Это было единственное выходящее на улицу окно. Старику было невыносимо, что современные двойные окна почти не пропускают шум, что отныне он не будет слышать шаги людей, шорох проезжающих автомобилей, звон трамвая, и поэтому, как обычно по утрам, он сначала отправился на кухню, чтобы открыть окно. Он наполнил водой кастрюлю, опустил в воду кипятильник — все как всегда. Он подождал, когда вода нагреется, помутнеет от пузырьков, закипит, но внезапно ему показалось, что это не шум закипающей воды, а шорох шагов по гравию.
Дом находился чуть поодаль от улицы, с обеих сторон сада росли разделенные узкой дорожкой два каштана. В безветренную погоду они полностью закрывали обзор, но в это утро порывы ветра шевелили листву, открывая вид на улицу.

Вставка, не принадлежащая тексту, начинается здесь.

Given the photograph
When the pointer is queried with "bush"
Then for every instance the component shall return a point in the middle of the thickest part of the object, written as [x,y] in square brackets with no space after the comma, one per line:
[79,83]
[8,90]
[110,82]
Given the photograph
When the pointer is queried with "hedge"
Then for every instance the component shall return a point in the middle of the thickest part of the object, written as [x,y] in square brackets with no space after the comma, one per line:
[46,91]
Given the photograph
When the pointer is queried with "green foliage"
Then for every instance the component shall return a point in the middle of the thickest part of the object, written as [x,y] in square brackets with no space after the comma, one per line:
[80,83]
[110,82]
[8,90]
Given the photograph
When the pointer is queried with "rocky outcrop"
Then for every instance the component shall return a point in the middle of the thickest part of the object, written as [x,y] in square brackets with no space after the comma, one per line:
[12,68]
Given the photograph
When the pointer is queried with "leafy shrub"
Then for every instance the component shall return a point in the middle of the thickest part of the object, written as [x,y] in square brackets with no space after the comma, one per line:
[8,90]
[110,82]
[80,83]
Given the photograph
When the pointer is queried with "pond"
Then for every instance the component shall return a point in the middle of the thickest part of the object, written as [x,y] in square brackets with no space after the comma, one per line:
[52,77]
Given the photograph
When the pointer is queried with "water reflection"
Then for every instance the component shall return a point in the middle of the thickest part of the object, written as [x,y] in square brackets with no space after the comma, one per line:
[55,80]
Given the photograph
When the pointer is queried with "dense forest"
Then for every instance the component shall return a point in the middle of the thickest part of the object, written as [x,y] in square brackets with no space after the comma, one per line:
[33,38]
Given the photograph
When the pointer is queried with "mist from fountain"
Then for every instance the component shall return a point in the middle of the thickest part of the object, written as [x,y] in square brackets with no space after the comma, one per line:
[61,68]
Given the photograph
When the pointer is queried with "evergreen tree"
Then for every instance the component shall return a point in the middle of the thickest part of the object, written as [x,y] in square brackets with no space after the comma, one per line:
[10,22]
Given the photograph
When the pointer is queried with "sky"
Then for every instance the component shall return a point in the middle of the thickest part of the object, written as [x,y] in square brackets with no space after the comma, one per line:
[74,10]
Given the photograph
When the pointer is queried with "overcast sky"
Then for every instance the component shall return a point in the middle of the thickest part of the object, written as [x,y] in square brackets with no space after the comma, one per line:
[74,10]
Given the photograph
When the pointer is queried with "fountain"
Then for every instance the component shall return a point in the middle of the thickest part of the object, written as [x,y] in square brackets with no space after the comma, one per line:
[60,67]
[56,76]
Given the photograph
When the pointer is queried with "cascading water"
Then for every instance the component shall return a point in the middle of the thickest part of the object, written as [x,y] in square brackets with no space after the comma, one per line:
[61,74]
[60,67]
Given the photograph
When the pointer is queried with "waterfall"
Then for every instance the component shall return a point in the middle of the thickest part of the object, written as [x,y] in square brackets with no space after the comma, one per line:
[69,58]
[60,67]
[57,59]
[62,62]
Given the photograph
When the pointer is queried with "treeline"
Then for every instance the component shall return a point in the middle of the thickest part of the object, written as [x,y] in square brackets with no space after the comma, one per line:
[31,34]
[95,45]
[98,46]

Кафе в это время было еще закрыто. У входа стоял деревянный повар с черной доской на животе. Ночной дождь смыл написанное мелом меню. «Жа… стейк» — единственное, что осталось, остальное превратилось в размытую мазню, в которой можно было разобрать отдельные фрагменты букв и цифр, меловые линии на поверхности цвета утреннего тумана.
В дверях остановилась дочь хозяина гостиницы, старик сначала заметил лишь ее макушку и руку, вытащившую из волос заколку. Рука была тонкой и загорелой. Девушка тряхнула головой, и волосы волной рассыпались по плечам. Она нерешительно шагнула вперед, словно чего-то ждала, но не желала оглядываться.
Через садовую ограду перепрыгнул молодой Дёрр, перепрыгнул до того, как девушка успела его заметить. Когда они столкнулись, он, присев на корточки, преграждал ей выход из сада.
На Дёрре была пожарная форма — синие брюки и синий китель с золотыми пуговицами и золотыми погонами, словно петли, пришитыми к узким плечам.
— Постой! — крикнул он. — Куда идешь?
Она смотрела мимо него, повернув голову сначала в одну, потом в другую сторону; потом девушка переступила с ноги на ногу, как будто желая обойти какое-то препятствие.
— В школу, куда же еще.
Он видел только ее спину, она нервным жестом отвела назад руку с портфелем.
— Когда освободишься?
— Как всегда.
Юноша забеспокоился.
— Я стану пожарным, — сказал он.
— Рада за тебя, — ответила девочка.
— Эта работа хорошо оплачивается.
— Нисколько в этом не сомневаюсь.
— Но я буду пожарным не здесь, а где-нибудь в большом городе, например в Нью-Йорке.